The holes I drilled with 16mm, I had ordered a set of 10 LEDs with 15mm mounting diameter in advance, 10 × 0,07W warm white. Amazon reviews say that they are OK, on other platforms i saw a few disgruntled customers with negative “PSU broken” comments and promptly got a set with a broken power supply. No electricity for you, kid.
Short thought if i should be annoyed, but before, i just constructed everything related to drilling. A remaining connection pin of a doorknob became a dowel. Then the whole bark beetle branch was sanded again, cleaned (a dry paint brush comes in handy) and finally, the entire project was treated with liquid beeswax.
Guarantee/Service departments sure do love me. I cutted the plug of an old unused 12V power supply (i have some PSU lying around). held the wires to one of the LED’s contacts, which lit up. Well, use warranty and have to wait anothjer week? Rhetorical question.
Of course i used the old PSU i had around and cutted all the plugs from the LEDs. They wouldn’t have fit through the drilled holes anyway, or you would have to drill quite large holes. I drilled 16mm where the LED was to be placed, deep enough to fit the LED in. From the othjer side i drilled with 8mm to the back or the side of the “LED-Hole”, to connect the wires through. Stick the Cable into the LED hole, pull it through/out the cable hole untilö the LED is fixed. Pulling through with some wire helps.

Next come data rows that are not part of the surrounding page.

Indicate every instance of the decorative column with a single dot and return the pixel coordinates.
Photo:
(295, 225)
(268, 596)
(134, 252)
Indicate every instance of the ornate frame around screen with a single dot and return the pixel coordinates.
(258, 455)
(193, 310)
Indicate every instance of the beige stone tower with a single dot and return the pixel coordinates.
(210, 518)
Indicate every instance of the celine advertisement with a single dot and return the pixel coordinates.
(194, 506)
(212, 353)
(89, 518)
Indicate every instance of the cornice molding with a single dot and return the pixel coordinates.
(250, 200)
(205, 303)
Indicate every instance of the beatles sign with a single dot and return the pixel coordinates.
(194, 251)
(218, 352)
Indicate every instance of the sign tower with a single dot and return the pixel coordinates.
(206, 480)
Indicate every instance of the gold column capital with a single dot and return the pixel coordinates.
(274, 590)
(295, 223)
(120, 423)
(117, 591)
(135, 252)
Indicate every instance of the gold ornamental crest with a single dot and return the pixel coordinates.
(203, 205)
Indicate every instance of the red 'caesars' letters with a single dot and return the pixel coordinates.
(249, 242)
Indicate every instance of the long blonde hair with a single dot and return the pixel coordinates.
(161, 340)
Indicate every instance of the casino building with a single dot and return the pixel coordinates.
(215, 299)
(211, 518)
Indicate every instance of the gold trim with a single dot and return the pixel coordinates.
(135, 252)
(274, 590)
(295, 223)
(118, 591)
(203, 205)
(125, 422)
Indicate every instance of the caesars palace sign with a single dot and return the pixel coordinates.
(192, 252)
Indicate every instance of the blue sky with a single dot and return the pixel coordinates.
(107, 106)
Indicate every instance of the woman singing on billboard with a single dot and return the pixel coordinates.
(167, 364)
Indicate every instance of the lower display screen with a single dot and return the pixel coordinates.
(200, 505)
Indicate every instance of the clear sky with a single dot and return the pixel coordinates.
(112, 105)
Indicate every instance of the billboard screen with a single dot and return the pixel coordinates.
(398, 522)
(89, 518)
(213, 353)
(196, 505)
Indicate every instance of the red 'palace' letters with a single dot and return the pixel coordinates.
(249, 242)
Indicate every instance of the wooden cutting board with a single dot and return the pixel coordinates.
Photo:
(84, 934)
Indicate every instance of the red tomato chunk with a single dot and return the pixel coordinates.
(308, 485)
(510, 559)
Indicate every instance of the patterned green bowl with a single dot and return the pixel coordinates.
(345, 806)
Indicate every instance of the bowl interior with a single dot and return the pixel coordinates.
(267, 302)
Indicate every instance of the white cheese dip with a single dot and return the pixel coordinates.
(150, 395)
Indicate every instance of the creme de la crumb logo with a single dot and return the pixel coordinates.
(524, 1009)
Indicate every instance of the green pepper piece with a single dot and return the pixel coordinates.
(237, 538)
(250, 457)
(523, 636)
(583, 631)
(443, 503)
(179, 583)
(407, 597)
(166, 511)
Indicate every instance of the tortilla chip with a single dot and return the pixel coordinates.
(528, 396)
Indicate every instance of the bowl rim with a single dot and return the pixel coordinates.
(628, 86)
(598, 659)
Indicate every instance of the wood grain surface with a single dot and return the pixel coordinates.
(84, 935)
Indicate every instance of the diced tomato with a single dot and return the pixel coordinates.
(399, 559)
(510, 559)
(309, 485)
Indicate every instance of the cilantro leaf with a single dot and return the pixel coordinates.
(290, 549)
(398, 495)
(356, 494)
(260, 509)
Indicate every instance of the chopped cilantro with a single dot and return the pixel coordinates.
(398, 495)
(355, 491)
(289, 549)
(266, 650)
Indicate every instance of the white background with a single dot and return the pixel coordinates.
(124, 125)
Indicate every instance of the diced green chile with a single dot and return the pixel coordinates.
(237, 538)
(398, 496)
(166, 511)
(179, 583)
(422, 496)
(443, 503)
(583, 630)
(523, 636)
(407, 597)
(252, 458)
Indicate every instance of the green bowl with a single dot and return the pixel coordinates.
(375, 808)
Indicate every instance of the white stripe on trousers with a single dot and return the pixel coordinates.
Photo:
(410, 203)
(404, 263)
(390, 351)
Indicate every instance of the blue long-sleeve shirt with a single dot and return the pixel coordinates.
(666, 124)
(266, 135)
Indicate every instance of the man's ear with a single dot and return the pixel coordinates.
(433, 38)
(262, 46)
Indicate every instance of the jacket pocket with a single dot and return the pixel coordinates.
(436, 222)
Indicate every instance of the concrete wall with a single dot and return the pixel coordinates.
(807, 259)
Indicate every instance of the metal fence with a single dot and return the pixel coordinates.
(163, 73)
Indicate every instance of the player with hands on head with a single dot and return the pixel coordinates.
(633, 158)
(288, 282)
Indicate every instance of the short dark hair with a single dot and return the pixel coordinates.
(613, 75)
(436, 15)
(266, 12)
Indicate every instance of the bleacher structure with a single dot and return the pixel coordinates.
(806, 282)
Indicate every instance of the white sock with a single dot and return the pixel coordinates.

Power: I had simply soldered everything open and uninsulated. These are 0.03W LEDs, there is no noteworthy power on the wire. You can of course also consider a nice insulation and some installation on/into the wood, myself, i like the looks of wiring. And solder joints, yeah.
Odds and ends: alikethe coffee table, i used hemp rope as handles for the drawers. Have everything polished a bit. Carry all parts out of the basement (and therefore: don’t fix anything that does not need to be fixed, keep to plugged connections of tabletop, cabinet and table legs.
Expenses … about two working days to be net, but it went qwuicker than i thought, just because i made some of the stuff here earlier in other projects and had some routine. And you need a solid belt sander. Seriously, without a) a good belt sander and b) a smaller sander for rounder/finer issues you shouldn’t start something like this, otherwise its a drudgery.
Optional updates: The table could be even prettier with a second branch on the other side of the mirror also provided with some LEDs, to get the two-trees effect of the gate to the Mines of Moria. You should add an additional shelf into the cabinet. Magnets to the cabinet door, for a solid closing. A big red button for light on/off. (what i actually did, later – well, with a green button, but hey.)